Thanks to the language tag xml:lang="fr" (each language contains a specific language tag) it should be not too difficult to develop an automatic dictionary import function for the 27 PLS dictionaries.

simon offers automatic import of the German BOMP dictionary (obviously, this dictionary does have a very good quality). But what about other languages? It would be good for the marketing if simon offered automatic dictionary import for all 27 PLS dictionaries. Almost all of my dictionaries are in an early stage of development. But this is no problem at the moment. Each dictionary can be improved easily. It is just necessary to run an XSLT style-sheet that transforms the eSpeak phonemes into IPA phonemes. No big deal. I did this for German, for French, and for a couple of other languages.

How many phonemes are needed? I would say that we don’t need all IPA phonemes. We can stick to the existing ones plus 4 French phonemes plus 4 Spanish phonemes. That should do the job for all 27 languages. My goal is to help making simon usable for 27 languages.

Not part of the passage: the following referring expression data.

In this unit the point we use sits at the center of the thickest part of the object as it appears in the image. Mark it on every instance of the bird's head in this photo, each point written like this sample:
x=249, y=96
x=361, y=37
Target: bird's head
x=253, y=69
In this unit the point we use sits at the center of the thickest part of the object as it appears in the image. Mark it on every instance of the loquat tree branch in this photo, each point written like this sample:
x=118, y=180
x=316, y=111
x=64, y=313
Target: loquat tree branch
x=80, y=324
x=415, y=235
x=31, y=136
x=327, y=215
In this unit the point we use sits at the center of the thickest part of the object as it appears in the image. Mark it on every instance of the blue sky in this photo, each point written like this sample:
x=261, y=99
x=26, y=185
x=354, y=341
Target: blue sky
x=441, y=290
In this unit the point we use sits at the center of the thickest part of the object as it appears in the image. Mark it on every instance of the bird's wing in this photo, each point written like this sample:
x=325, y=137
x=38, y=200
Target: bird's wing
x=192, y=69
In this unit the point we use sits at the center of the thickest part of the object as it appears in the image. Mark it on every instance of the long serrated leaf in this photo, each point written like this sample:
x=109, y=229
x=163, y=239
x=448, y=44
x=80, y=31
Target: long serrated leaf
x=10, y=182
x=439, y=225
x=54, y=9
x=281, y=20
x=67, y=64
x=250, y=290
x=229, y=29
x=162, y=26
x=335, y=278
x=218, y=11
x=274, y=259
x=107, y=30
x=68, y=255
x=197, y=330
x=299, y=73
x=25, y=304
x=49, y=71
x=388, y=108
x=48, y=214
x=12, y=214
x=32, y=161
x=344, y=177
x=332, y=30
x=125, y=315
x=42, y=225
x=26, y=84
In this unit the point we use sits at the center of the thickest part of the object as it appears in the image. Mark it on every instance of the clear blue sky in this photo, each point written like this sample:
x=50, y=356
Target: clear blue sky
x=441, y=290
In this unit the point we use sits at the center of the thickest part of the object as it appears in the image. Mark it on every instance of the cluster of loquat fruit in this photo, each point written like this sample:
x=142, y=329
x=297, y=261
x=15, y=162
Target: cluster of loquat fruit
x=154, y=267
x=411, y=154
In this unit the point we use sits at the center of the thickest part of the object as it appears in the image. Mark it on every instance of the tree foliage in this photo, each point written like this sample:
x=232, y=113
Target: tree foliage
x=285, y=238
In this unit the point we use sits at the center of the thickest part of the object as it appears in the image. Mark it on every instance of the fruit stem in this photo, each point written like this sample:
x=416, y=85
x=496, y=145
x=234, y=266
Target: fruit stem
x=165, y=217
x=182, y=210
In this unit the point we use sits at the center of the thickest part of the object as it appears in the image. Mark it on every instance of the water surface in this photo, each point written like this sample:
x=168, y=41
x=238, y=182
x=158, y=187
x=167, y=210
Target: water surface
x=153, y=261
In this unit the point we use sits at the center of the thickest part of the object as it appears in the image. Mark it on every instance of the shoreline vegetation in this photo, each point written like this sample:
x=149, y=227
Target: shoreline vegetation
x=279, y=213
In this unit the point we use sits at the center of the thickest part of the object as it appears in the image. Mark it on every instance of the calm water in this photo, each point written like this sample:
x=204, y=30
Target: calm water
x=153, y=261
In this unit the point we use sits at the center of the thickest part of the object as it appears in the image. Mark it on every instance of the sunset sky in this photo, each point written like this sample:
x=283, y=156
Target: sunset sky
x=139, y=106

Usable means that all major characteristics (=phonemes) of each specific language are covered by the specific phonetic dictionary.

My personal focus are the following dictionaries: German, French, Spanish, English (maybe I will transform the English Voxforge dictionary into PLS format). The other languages (Afrikaans, Catalan, Croatian, …) will have to use the phonemes that are used by these four languages. I don’t plan to add more phonemes to my PLS dictionaries. I want to keep it as simple as possible, and as complex as necessary.

6. I am experimenting with the role attribute in Ralf's French dictionary. I tried the following role attributes: lettre and abrévation. simon displays the terminal abrévation correctly:

abreviation

This means that French terminals (= value of the role attribute) can use an apostrophe.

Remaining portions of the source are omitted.